Mi verso una seconda tazza di caffè, forse per noia o per ansia.
Lui mi scruta e io arrossisco. Ci sarebbero milioni di cose da dirsi, eppure questo silenzio sembra già abbastanza.

Ludo però guarda come hai trattato questo ragazzo e guarda cosa sta facendo lui per te. Non è una motivazione sufficiente per tornare insieme? Le soluzioni si trovano se si vuole e lui te lo sta dimostrando.
È chiaro che faccia paura, ma questi mesi sono stati sufficienti per dimostrare il tutto.
Non è più il ragazzo di sei mesi fa, bisogna anche capirlo: era all'inizio della nuova stagione ed è partito bene, probabilmente si è sentito completamente coinvolto e non è riuscito ad equilibrare il tutto. Ha imparato la lezione.

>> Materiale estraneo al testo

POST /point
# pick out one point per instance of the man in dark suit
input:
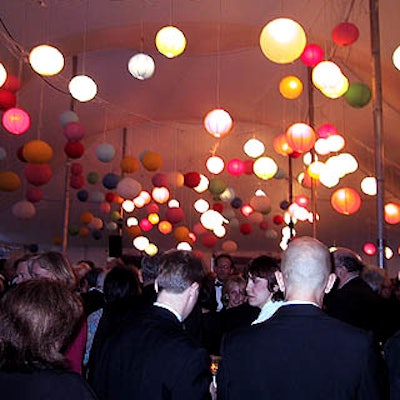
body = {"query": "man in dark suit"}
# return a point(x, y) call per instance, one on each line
point(153, 358)
point(300, 352)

"Vorrei sapere a cosa pensi" mormoro.
"E perché?"
"Non so, siamo qui a guardarci, ma vorrei entrare nei tuoi pensieri" ammetto.
"Non credo tu lo voglia davvero. Sai perchè ti guardo? Perché non ho potuto farlo per mesi e ora cerco di recuperare"
"Sei proprio un lecchino".
"Però è vero".
"Mi spiace davvero per quello che è successo" cambio discorso.
"Lo so. Spiace anche a me, eppure non mi sono arreso".
"Infatti quasi non ti sopporto, come fai ad essere così persistente?"
"Perché so che ti farai perdonare".
"E come?"
"Questa volta vieni in Russia?"
Mi coglie alla sprovvista.

I miei occhi sono fissi su di lui, ma non riesco a proferire parola.
Una vibrazione spezza il silenzio e tutti e due puntiamo gli occhi sullo schermo: è Zak Brown.

Spazio autrice

OLEEEEEEEEEEE
Non ne potevo più neanche io di farli rimanere separati. Ma si sa, per le cose belle bisogna soffrire.

Siamo agli sgoccioli. Credo che presto saluterò Lando e Ludi che mi hanno permesso di esorcizzare un po' delle mie paure e dei miei dolori.